The two-day tournament is a favourite of many area anglers because of the great bass fishing the lake offers.
I’ve said it before that I truly believe it is the best bass fishery we have in Northwestern Ontario as far as numbers of fish.
Taking home first place on the weekend—and the $12,000 top prize—was the husband-and-wife team of Ted and Louise Stewner from Winnipeg.
The Stewners brought in 15.98 pounds on Day 1 to land them in sixth place. Then on Day 2, they upgraded their catch to 17.40 pounds to give them a two-day total of 33.38 pounds.
Their catch consisted entirely of smallmouth bass.
Chris Savage and I ended up taking second place on the weekend with a two-day total of 33.09 pounds. We actually were leading after Day 1 with 16.73 pounds but a Day 2 catch of 16.36 pounds left us a little bit short.
When you end up that close, you always second guess the choices you made over the weekend. But at the end of the day, second place is awesome.
Our catch consisted entirely of smallmouths, as well.
Third place went to the Winnipeg team of Scott Cook and Jerry Millar, who brought in the largest catch of the tournament on Day 2 to vault from 45th spot to third.
After managing just 13.50 pounds on Day 1, their Day 2 catch of 18.95 pounds included the largest bass of the tournament—a 4.61-pound largemouth.
Fourth place went to Devlin residents Bill Godin and Grant Swire while former champs Joe Pritchett and Hiram Archibald finished fifth.
The interesting thing for Chris and I this past weekend was the fact we could not catch any good largemouths at all, both during practice and the actual event.
Last year we won the tournament with largemouths, so we had good reason to spend a significant amount of time looking for them.

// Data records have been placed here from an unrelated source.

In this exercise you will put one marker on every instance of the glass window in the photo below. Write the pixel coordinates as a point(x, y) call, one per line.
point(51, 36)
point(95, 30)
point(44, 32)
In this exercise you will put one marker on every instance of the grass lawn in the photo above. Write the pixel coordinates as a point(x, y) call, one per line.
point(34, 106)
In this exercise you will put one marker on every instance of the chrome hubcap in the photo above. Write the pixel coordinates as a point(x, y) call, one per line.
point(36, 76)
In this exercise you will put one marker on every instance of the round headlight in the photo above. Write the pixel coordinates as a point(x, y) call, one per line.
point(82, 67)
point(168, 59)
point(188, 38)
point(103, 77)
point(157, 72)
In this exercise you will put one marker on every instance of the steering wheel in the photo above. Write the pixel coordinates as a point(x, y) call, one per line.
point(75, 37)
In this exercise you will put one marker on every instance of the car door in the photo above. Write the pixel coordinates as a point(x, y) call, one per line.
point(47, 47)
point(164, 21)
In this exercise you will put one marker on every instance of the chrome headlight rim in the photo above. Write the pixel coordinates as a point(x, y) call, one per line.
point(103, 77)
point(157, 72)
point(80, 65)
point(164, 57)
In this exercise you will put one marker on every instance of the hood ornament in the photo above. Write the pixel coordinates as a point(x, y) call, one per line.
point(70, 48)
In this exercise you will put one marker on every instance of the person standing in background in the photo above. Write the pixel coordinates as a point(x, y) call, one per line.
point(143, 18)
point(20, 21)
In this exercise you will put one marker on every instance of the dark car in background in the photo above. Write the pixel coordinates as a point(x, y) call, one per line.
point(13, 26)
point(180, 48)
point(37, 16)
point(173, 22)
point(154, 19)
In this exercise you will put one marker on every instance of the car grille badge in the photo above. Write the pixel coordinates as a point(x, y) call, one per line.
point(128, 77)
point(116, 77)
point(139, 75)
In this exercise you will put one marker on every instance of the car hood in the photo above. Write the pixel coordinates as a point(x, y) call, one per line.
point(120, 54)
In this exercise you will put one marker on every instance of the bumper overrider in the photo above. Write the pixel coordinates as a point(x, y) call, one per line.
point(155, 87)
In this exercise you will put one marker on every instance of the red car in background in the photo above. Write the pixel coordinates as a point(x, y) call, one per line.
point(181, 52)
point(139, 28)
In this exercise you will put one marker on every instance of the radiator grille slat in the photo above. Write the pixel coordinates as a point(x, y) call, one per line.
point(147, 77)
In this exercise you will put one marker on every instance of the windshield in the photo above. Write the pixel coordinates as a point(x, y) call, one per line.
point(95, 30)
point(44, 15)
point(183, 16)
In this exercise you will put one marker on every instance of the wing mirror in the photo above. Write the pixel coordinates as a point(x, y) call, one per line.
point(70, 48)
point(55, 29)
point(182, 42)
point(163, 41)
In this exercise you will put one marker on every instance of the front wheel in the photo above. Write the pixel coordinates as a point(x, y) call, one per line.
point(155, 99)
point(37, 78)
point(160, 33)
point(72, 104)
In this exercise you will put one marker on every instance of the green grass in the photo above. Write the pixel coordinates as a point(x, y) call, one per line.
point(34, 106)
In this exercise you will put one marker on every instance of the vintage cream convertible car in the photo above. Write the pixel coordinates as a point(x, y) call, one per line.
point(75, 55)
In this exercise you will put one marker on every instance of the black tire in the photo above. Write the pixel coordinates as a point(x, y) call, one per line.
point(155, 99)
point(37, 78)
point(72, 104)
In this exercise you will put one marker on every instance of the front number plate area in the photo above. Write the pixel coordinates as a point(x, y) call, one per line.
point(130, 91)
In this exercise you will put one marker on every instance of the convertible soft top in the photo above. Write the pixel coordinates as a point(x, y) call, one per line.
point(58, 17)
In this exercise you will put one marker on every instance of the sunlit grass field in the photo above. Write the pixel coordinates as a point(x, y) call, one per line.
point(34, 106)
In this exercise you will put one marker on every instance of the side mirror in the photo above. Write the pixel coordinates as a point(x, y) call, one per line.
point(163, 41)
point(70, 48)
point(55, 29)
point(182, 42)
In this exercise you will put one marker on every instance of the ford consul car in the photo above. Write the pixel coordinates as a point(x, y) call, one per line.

Alas, the combination of the low water this year and the weather apparently had them doing something different. Largemouths typically like shallow, weedy water at this time of year and the problem was a lot of the shallow bays that they inhabit were almost too shallow.
We started both days of the tournament largemouth fishing for the first two hours and caught only a small one each day.
Looking back, after we had such a good first day, we should have just focused all our efforts on the smallmouths again, but that is the game you play when you fish for largemouths.
If you get a big one, you are a hero, so we went for it and it stung us a little bit.
When we did decide to go after smallmouths, we caught quite a few fish on a variety of baits and techniques. We predominately used a #10 Rapala X-Rap to cover water and find fish and then once we located some, we would cast light jigs tipped with pearl Northland Slurpies Grubs.
All the fish we were catching were puking up three- to four-inch smelt minnows, so that tipped us off to the forage the fish were feeding on.
The tournament trail continues this weekend at Lake Despair, north of Devlin, with the 10-annual “Castin’ for Cash” taking place Friday and Saturday (July 9-10).
The weigh-ins at 4 p.m. both days at Lake Despair Lodge.